Sam Altman supostamente lança startup rival de implantes cerebrais para competir com a Neuralink de Musk

A rivalidade entre Sam Altman e Elon Musk está prestes a ficar ainda mais inusitada. Até o momento, os dois se enfrentavam na disputa por desenvolver os modelos de inteligência artificial mais avançados, mas agora a competição pode se intensificar com a disputa sobre quem cria os melhores implantes cerebrais.
De acordo com informações do Financial Times, baseadas em fontes não identificadas, o CEO da OpenAI, Sam Altman, está trabalhando na co-fundação de uma nova startup de implantes cerebrais chamada Merge Labs. A empresa terá como foco o desenvolvimento de uma interface cérebro-computador (BCI), tecnologia que funciona por meio da implantação de pequenos eletrodos capazes de captar sinais neurais no cérebro ou em suas proximidades. O principal objetivo desses dispositivos é permitir que os humanos controlem dispositivos digitais apenas com o pensamento.
A Merge Labs estaria arrecadando recursos com uma avaliação de US$ 850 milhões, com grande parte do investimento proveniente do Fundo para Startups da OpenAI, conforme noticiado pelo Financial Times. Altman lançará a empresa ao lado de Alex Blania, à frente da World ID, uma startup de identificação digital por escaneamento ocular também apoiada pela OpenAI. Embora Altman figure como co-fundador, não se espera que ele se envolva nas operações diárias da nova empreitada.

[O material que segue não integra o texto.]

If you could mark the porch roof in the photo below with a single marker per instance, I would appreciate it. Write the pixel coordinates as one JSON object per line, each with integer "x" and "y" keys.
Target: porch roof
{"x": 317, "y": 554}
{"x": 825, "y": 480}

A iniciativa irá competir diretamente com a Neuralink, startup de implantes cerebrais de Elon Musk. Altman aposta que a integração da inteligência artificial poderá proporcionar aos seus chips uma vantagem competitiva significativa.
A OpenAI não respondeu imediatamente aos pedidos de comentário.
O nome Merge Labs remete a uma publicação de 2017 no blog pessoal de Altman, na qual ele descrevia “a fusão” – o momento em que humanos e máquinas se uniriam. Naquela ocasião, ele mencionou que as previsões quanto a esse ponto variavam de 2025 a 2075, mas argumentou que esse processo já havia começado, com os algoritmos das redes sociais influenciando o pensamento e os sentimentos das pessoas.
“A fusão pode assumir muitas formas: podemos conectar eletrodos ao nosso cérebro ou simplesmente acabar nos tornando muito próximos de um chatbot”, escreveu Altman.
“Embora a fusão já tenha começado, ela vai se tornar bem mais estranha. Seremos a primeira espécie a desenhar nossos próprios descendentes.”
Neste ano, em outra publicação, Altman abordou a “Singularidade Suave”, sugerindo que um avanço em interfaces cérebro-computador de alta largura de banda verdadeira poderia estar mais próximo do que imagina.
A Neuralink, da parte de Musk, já conta com uma vantagem inicial. Fundada em 2016, a empresa obteve aprovações de órgãos de saúde em diversos países para iniciar testes clínicos, tendo implantado chips em pelo menos três pacientes com lesões na medula espinhal ou com ELA. Além disso, a FDA concedeu designações de dispositivo inovador para suas tecnologias voltadas a ajudar pessoas com dificuldades de fala e visão.
Musk e Altman foram co-fundadores da OpenAI, mas após divergências, Musk deixou a empresa em 2018, o que intensificou a rivalidade entre os dois. Desde então, Musk lançou a startup de inteligência artificial xAI e moveu processos judiciais para impedir que a OpenAI se transformasse em uma empresa com fins lucrativos.
Recentemente, os dois trocaram farpas nas redes sociais sobre a relação da OpenAI com a Apple e sua posição de destaque na App Store.